On this particular night, my wife answers the insistent knock on the door and returns with a description of the delivery person: "A man of indeterminate age, with nice eyes and a crooked smile." We unpack. The friendly folk at Olarn Thai Bistro (5258 California Ave SW, 932-5273) have packed our dinner in Styrofoam containers that assault my ears with squeaks and shrieks as we expose their lukewarm contents (delivery took almost 30 minutes) to the world.
Once we get our Thai delicacies plated, however, things begin to look up. The tofu Penang curry ($8.50) tastes appropriately silky sweet despite a superabundance of curry and a scarcity of tofu and those crinkly, bitter lime leaves that sneak up and whisper in your ear. The rama garden ($8.50) swims in a peanut sauce that does not have as much kick as I would like, but works well as a comfort in these dark, dark times.
The highlight of the evening's delivery, however, is meang khum ($9.50), a traditional southern Thai dish wherein various ingredients (toasted coconut, peanuts, ginger, lime, tiny dried shrimp, onions, and peppers) are rolled up into a slightly bitter cha plu leaf, sprinkled with a little sweet chili sauce over the top, and then shoved into the mouth.

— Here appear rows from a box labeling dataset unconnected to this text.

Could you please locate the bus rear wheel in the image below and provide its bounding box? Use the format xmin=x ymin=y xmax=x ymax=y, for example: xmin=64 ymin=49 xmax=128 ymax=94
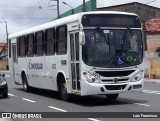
xmin=22 ymin=74 xmax=30 ymax=92
xmin=59 ymin=77 xmax=69 ymax=101
xmin=106 ymin=94 xmax=119 ymax=100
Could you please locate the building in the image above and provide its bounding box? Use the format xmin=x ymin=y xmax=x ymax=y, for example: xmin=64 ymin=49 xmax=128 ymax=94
xmin=145 ymin=18 xmax=160 ymax=78
xmin=97 ymin=2 xmax=160 ymax=23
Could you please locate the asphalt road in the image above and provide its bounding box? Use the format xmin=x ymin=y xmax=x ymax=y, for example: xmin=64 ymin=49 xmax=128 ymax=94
xmin=0 ymin=74 xmax=160 ymax=121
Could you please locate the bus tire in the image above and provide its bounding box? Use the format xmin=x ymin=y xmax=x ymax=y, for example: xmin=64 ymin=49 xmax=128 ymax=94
xmin=106 ymin=94 xmax=119 ymax=100
xmin=59 ymin=77 xmax=69 ymax=101
xmin=22 ymin=74 xmax=30 ymax=92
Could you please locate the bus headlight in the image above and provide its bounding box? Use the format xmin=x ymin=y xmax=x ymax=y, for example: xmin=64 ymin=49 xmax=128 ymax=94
xmin=131 ymin=70 xmax=144 ymax=82
xmin=83 ymin=72 xmax=99 ymax=83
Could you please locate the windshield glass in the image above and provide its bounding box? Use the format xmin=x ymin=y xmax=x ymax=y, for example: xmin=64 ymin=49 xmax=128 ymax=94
xmin=82 ymin=28 xmax=143 ymax=68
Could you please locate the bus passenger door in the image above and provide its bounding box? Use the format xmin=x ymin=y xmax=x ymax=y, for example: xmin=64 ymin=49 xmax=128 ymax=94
xmin=12 ymin=44 xmax=20 ymax=84
xmin=70 ymin=31 xmax=81 ymax=92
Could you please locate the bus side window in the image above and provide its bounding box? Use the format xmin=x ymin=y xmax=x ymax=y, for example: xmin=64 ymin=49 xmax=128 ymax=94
xmin=18 ymin=36 xmax=26 ymax=57
xmin=56 ymin=25 xmax=67 ymax=55
xmin=27 ymin=34 xmax=34 ymax=56
xmin=34 ymin=31 xmax=44 ymax=56
xmin=8 ymin=39 xmax=11 ymax=58
xmin=44 ymin=28 xmax=55 ymax=55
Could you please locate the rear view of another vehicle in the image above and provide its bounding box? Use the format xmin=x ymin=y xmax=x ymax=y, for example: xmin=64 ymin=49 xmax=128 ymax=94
xmin=0 ymin=74 xmax=8 ymax=98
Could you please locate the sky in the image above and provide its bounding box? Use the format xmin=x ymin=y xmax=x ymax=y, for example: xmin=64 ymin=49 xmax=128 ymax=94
xmin=0 ymin=0 xmax=160 ymax=42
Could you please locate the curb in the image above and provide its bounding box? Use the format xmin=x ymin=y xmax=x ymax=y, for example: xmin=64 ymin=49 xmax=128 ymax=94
xmin=144 ymin=78 xmax=160 ymax=84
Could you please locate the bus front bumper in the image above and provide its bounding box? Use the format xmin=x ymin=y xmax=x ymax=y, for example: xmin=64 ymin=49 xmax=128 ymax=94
xmin=81 ymin=78 xmax=144 ymax=96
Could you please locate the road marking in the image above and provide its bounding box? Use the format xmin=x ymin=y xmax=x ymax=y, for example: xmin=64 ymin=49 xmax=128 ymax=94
xmin=5 ymin=75 xmax=11 ymax=77
xmin=8 ymin=93 xmax=15 ymax=97
xmin=88 ymin=118 xmax=101 ymax=121
xmin=134 ymin=103 xmax=150 ymax=107
xmin=143 ymin=90 xmax=160 ymax=95
xmin=22 ymin=98 xmax=36 ymax=103
xmin=48 ymin=106 xmax=67 ymax=112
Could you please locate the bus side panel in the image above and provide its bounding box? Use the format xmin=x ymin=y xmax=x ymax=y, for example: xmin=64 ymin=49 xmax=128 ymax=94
xmin=43 ymin=55 xmax=69 ymax=91
xmin=26 ymin=56 xmax=45 ymax=88
xmin=16 ymin=57 xmax=27 ymax=84
xmin=43 ymin=55 xmax=57 ymax=90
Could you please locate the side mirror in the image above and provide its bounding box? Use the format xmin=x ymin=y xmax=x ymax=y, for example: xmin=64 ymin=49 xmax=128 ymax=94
xmin=143 ymin=32 xmax=147 ymax=51
xmin=79 ymin=32 xmax=85 ymax=45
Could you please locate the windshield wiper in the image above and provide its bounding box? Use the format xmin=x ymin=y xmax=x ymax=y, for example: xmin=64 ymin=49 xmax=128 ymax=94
xmin=97 ymin=27 xmax=110 ymax=45
xmin=122 ymin=27 xmax=133 ymax=40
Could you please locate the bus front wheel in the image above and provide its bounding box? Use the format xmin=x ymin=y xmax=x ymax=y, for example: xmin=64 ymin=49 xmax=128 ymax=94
xmin=106 ymin=94 xmax=119 ymax=100
xmin=22 ymin=74 xmax=30 ymax=92
xmin=59 ymin=77 xmax=69 ymax=101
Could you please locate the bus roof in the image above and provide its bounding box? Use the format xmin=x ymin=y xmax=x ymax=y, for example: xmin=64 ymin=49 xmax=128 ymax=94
xmin=9 ymin=11 xmax=137 ymax=39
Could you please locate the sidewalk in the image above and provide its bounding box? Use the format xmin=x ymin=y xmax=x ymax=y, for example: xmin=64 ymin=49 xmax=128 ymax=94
xmin=144 ymin=78 xmax=160 ymax=83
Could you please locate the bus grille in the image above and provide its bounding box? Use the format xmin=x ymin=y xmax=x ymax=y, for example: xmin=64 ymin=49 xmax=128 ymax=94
xmin=102 ymin=79 xmax=129 ymax=82
xmin=105 ymin=85 xmax=126 ymax=90
xmin=96 ymin=70 xmax=134 ymax=77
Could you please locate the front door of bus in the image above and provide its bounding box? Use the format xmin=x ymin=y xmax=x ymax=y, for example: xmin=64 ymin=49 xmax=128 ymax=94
xmin=70 ymin=31 xmax=80 ymax=91
xmin=12 ymin=44 xmax=20 ymax=84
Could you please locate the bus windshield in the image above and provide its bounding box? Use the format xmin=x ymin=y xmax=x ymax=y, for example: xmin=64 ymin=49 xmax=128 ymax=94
xmin=82 ymin=28 xmax=143 ymax=68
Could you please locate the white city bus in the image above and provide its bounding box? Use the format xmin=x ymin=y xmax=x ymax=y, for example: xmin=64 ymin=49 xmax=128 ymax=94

We marvel at the various flavors that somehow come together in an explosion of deliciousness. Then we do it again. Pretty soon, wintry Seattle is just a memory.
The next night when the knock comes on the door 25 minutes after I placed the call to Yen Wor Village Restaurant (2300 California Ave SW, 932-1455), I rush to greet a young, friendly Chinese man delivering our dinner. He smiles, wishes me good evening, and hurries back to his car, shielding his head from the icy rain. We turn out the front light, extricate our food from more Styrofoam, and concentrate on dinner, beginning with some greasy pot stickers ($5.75), which remain bland despite liberal dousings of respectable teriyaki sauce.
Turning our attention to the mu shu vegetables ($8), we spread sweet, sweet plum sauce over a pancake that tastes like warm cardboard. Adding the stir-fried vegetables complicates the flavors in a good way and I eat two of them before realizing that they're really not that exciting. The star of this night's noshing is a tofu variant on General Tso's chicken ($8.25), which consists of deep-fried blocks of soy curd, immersed in a tangy, sticky, sweet, and spicy sauce. It's perhaps the perfect winter dish, warming me from the inside out.
Neither restaurant delivers anything fancy; it's strictly comfort food, but sometimes that's enough. And while Olarn is perhaps a wee bit more sophisticated, it's the General Tso's tofu that I'm daydreaming about as I walk the cold, cold streets of our city in winter.